Dr. Daniela Bedenice
Dr. Bedenice, Dr. Med. Vet, Diplomate ACVIM, Diplomate ACVECC, joined the Tufts faculty following specialized training in large animal critical care and respiratory medicine. Dr. Bedenice became board certified in the specialty of large animal internal medicine in 2002, followed by large animal emergency and critical care in 2005. She works as an Assistant Professor in the Department of Clinical Sciences at Tufts, which combines teaching, research and a clinical referral service in the field of camelid and equine health care. Her special interests lie in comparative respiratory medicine, early disease identification and management, as well as newborn and adult intensive care. In collaboration with Drs. Hoffman and Mazan, Dr. Bedenice has been integrally involved in the characterization of lung disease, as well as development and validation of pulmonary function testing across species.
Dr. Andrew Hoffman
An expert in equine lung function, Dr. Andrew Hoffman, DVM, DVSc, Diplomate ACVIM, is a Professor, researcher, and clinician at the Cummings School of Veterinary Medicine’s Hospital for Large Animals. Dr.
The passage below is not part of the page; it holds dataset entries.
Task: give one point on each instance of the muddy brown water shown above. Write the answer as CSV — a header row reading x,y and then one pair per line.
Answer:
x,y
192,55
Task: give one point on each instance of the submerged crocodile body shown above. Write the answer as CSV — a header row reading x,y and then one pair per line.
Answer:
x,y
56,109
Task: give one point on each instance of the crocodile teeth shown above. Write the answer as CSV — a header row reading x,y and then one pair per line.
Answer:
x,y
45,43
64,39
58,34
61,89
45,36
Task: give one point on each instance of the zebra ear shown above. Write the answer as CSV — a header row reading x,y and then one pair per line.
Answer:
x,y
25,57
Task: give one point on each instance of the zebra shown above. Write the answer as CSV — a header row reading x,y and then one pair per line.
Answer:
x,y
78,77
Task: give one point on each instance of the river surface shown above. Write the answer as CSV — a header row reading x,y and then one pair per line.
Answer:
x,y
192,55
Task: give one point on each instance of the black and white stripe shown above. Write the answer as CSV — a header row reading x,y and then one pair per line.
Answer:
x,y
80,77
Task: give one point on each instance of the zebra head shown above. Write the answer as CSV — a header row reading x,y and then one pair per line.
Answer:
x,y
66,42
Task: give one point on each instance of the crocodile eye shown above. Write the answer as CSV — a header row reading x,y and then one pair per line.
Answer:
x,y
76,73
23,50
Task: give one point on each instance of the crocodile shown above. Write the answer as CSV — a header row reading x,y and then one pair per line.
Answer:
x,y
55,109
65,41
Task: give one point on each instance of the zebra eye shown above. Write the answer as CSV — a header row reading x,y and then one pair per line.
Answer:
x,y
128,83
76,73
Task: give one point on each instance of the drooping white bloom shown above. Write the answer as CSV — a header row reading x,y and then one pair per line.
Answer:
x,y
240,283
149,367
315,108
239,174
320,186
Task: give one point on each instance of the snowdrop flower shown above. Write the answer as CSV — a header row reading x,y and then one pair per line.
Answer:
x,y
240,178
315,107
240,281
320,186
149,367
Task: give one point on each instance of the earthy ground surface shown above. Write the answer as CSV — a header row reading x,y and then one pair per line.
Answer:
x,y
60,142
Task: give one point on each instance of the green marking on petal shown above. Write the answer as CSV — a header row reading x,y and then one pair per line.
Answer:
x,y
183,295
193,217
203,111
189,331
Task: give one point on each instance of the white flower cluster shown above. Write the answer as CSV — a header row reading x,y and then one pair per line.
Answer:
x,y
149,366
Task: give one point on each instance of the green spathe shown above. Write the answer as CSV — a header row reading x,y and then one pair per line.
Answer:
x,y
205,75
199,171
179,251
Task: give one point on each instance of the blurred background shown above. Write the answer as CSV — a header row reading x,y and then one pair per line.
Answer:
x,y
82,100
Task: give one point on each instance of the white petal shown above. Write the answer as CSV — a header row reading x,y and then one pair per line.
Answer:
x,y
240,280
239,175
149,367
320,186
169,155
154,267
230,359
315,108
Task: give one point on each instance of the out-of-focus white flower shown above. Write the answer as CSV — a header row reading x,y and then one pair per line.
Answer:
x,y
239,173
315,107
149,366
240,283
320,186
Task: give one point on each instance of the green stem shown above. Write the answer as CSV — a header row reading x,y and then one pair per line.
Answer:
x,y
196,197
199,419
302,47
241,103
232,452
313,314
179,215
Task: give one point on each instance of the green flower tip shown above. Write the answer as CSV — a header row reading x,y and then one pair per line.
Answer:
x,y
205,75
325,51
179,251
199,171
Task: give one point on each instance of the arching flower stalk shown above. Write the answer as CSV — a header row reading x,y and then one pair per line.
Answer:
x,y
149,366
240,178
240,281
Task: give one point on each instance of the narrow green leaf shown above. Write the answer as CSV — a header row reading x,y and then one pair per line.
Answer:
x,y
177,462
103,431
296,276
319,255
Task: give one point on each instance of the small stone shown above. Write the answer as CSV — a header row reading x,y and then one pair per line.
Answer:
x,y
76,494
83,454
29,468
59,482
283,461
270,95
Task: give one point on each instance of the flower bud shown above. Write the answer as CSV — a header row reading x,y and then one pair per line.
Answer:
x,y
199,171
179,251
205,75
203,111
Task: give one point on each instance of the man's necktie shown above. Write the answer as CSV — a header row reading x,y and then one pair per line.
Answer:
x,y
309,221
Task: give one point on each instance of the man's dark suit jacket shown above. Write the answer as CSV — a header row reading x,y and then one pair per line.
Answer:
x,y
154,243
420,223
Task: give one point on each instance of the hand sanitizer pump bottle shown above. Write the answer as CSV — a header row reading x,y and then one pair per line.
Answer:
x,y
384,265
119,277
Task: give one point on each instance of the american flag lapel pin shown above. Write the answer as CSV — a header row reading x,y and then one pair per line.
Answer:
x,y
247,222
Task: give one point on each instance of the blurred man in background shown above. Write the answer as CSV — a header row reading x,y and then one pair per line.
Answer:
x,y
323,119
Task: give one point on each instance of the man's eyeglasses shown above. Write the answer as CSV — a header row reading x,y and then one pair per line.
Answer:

Hoffman has spearheaded the development of non-invasive lung function testing of animals at the Cummings School, including horses, dogs, cats, camelids and mice. His current research focuses on new approaches to cell-based therapy for chronic lung diseases, such as emphysema and pulmonary fibrosis, and has led to an important therapy for emphysema that has completed Phase I and II clinical trials in humans. His latest research centers around which cells in the lung have potential to repair damaged tissue, including stem cells derived from lung tissue.<!